A l’occasion des certificats de formation ont été remis aux Médecins, le samedi 24 octobre 2020, dans la salle de réunion de l’Hôpital. Prenant la parole au nom du Professeur Denis Mukwege, retenu en clinique pour des urgences professionnelles, Madame Amisi a rappelé à ses confrères, la délicatesse de la prise en charge des pathologies gynécologiques, ainsi que la fragilité des organes génitaux en cas de mauvais traitement.

« Il n’est pas bon de manipuler la femme ! Mais il serait mieux de la traiter ; parce qu’une fistule ratée peut aggraver  l’handicap de la patiente », a prévenu la secrétaire exécutive.

Et de poursuivre : « Tout ce que nous vous demandons est que, lorsque vous allez retourner dans vos sites respectifs, vous puissiez appliquer les bonnes pratiques que vous avez apprises ici ».

Au total, 13 médecins ont pris part à cette formation organisée par l’hôpital général de référence de Panzi, à travers le projet de réparation des fistules urogénitales et digestives basses. Ces médecins sont venus des zones de santé de Walungu, de Mulungu, de Kalole, de Fizi, de Kalonge, de Kitutu, de Kamituga, des Hauts-plateaux d’Uvira, de Minova ainsi que de la zone de santé d’Ibanda.

La formation a consisté à un renforcement des capacités de médecins dans la prise en charge, par voie vaginale, de la fistule urogénitale, digestive basse, ainsi que des prolapsus génitaux.

Débutée en pleine crise sanitaire liée à la pandémie de Coronavirus, cette formation a connu tout de même une plus-value non-négligeable, consistant en la participation des apprenants  à l’introduction à la pratique de la chirurgie mini invasive avec l’équipe du professeur Guy-Bernard Cadière, qui vient régulièrement soutenir l’équipe de Panzi.

Ainsi, Dr Christine Amisi a, au nom du Professeur Mukwege, interpellé les médecins formés à aller sensibiliser des femmes souffrant de pathologies gynécologiques de venir consulter, afin d’être soulagées de cette invalidité.

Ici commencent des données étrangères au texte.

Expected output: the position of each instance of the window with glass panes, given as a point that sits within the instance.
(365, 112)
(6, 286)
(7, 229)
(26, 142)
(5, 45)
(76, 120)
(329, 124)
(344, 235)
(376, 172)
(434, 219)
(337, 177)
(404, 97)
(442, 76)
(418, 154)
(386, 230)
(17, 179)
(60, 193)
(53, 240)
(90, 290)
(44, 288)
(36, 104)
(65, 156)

« Et pour ceux-là qui auront la possibilité, après avoir fait de la sensibilisation, d’avoir plus de cas (de fistule), n’hésitez pas à contacter les formateurs ! Ils peuvent toujours vous accompagner dans votre travail, dans le cadre de la prise en charge de la fistule uro-génitale », a-t-elle rassuré aux membres de cette promotion.

De leur côté, les médecins, ayant suivi la formation, disent être satisfaits de la formation reçue. Après une bonne période de formation, tant théorique que pratique, ces prestataires ont pris l’engagement d’exporter vers leurs zones d’intervention, le combat porté par le Dr Denis Mukwege dans la lutte contre les violences sexuelles, qui constituent une des causes profondes de la recrudescence des pathologies gynécologiques à l’Est de la RDC.

« Avec nous à vos côtés, vous avez toutes les raisons de croire à l’aboutissement de votre lutte. Avec nous à vos côtés, la loi du silence concernant la maltraitance et la violence de la femme congolaise, cause des fistules urogénitales et digestives basses, sera brisée », ont-ils déclaré, dans leur message adressé au Dr. Denis Mukwege, au terme de la formation.

Notons que la chirurgie vaginale est considérée comme le domaine de la médecine le moins rémunérateur, et est qualifiée de chirurgie des pauvres. En effet, cette dénomination est liée au fait que les pathologies urogénitales sont généralement rattachées à des femmes dont le niveau de vie ne leur permet pas de s’assurer une prise en charge adéquate.

Signalons que, depuis sa création, avec en son sein le programme de prise en charge des fistules urogénitales et digestives basses, l’hôpital de Panzi a eu à former plus de 120 médecins, venus de divers coins du pays, dans la prise en charge des fistules urogénitales et digestives basses, et des prolapsus génitaux.

Retenons que cette formation a connu l’appui financier de la Banque mondiale, à travers le Fonds Social de la RDC, Fistula Foundation, Engender Health ainsi que la Fondation Roi Baudouin.